Head in the clouds of Titan
Titan, Saturn’s biggest satellite – and the only satellite in the solar system with a dense atmosphere – has revealed its cloud cover. Its atmosphere is the site of a very active meteorology with very marked seasonal cycles due to the sharp inclination of the satellite’s rotational axis. Lying ten times further from the Sun than Earth, Titan takes 29 years to orbit our star and each season lasts about seven years. Cloud formation in Titan’s atmosphere is not the result of the condensation of water but of methane and ethane. Launched in 1997, the international mission Cassini-Huygens has the task of studying the planet Saturn and its environment. The study of its satellite Titan is one of the mission’s major aims.
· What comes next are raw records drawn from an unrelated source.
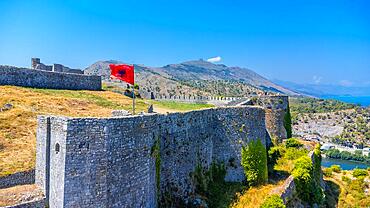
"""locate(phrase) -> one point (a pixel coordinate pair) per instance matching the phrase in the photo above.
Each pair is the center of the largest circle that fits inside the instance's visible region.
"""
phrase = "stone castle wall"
(19, 178)
(46, 79)
(275, 107)
(99, 162)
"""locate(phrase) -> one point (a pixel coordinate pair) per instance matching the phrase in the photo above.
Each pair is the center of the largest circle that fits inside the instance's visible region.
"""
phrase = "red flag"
(122, 72)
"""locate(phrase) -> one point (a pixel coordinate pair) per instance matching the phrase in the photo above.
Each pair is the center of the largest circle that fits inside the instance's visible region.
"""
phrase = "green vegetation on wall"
(254, 162)
(345, 155)
(307, 178)
(156, 154)
(288, 123)
(293, 142)
(273, 201)
(274, 154)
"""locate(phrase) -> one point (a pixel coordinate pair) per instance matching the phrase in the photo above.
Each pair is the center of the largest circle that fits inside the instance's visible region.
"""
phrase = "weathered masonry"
(47, 79)
(111, 162)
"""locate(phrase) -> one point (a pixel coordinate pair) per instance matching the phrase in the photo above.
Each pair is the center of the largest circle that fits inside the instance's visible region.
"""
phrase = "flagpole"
(133, 99)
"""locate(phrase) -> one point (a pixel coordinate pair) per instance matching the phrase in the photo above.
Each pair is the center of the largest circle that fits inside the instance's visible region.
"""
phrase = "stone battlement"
(100, 162)
(36, 64)
(47, 79)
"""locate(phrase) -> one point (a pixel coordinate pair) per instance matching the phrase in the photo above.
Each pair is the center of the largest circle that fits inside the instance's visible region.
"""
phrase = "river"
(344, 164)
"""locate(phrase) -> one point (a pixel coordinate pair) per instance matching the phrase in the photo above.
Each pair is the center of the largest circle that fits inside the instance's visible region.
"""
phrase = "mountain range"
(196, 78)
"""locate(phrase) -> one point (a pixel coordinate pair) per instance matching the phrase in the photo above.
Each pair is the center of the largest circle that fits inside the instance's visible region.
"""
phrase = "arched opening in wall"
(57, 148)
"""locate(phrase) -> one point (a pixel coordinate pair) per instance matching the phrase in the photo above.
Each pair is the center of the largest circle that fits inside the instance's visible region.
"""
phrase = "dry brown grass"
(255, 196)
(18, 125)
(19, 194)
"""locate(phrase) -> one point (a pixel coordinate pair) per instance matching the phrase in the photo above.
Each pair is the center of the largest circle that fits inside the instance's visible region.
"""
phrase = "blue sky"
(301, 41)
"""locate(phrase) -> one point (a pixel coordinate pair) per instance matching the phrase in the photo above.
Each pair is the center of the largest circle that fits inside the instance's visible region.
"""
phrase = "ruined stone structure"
(47, 79)
(36, 64)
(275, 108)
(111, 162)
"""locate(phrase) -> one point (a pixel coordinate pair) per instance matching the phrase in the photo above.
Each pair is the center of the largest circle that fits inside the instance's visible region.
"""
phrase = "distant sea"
(362, 100)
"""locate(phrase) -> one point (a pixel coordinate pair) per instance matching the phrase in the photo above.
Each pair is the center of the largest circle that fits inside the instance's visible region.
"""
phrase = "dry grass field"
(18, 124)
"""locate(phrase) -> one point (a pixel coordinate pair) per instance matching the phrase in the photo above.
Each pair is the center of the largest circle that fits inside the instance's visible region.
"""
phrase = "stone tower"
(35, 62)
(276, 107)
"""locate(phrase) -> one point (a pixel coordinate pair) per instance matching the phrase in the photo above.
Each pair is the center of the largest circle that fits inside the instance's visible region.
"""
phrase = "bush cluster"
(273, 201)
(345, 155)
(288, 123)
(292, 142)
(359, 173)
(254, 162)
(307, 178)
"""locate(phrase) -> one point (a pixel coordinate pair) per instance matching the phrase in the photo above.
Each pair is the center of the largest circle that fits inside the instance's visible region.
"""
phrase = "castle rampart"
(111, 162)
(276, 107)
(47, 79)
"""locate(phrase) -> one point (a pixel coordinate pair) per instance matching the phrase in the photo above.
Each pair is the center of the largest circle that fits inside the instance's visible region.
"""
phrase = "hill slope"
(195, 78)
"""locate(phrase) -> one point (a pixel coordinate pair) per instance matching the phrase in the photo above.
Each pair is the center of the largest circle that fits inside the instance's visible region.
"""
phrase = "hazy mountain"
(196, 77)
(325, 90)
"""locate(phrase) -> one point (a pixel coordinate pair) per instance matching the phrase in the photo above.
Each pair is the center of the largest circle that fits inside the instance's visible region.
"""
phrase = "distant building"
(327, 146)
(36, 64)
Observations carried out with the VIMS (Visible and Infrared Mapping Spectrometer) scientific instrument between July 2004 and December 2007 made it possible to produce the first map of Titan’s clouds on the basis of more than 200 clouds recorded during this period. The spatial distribution of the clouds revealed by this study, published in Nature, gives precise indications of Titan’s atmosphere and in particular of the mechanisms that govern its cloud cover. The clouds are distributed in the two polar regions and across a latitudinal band around 40°S, this confirming the dominant role of air circulation in cloud distribution, as the satellite’s climate models predict. The evolution of cloud cover through the seasons is understood less well, however. So there is still work to do for the Cassini-Huygens mission that ‘interplanetary meteorologists’ hope to extend until 2017.
Source: research*eu No.62 Feb 2010 (The magazine of European Research Area)
Do they mean they think about Titan in a way that is not practical or something else? Or they are not aware of Titan and are interested in it?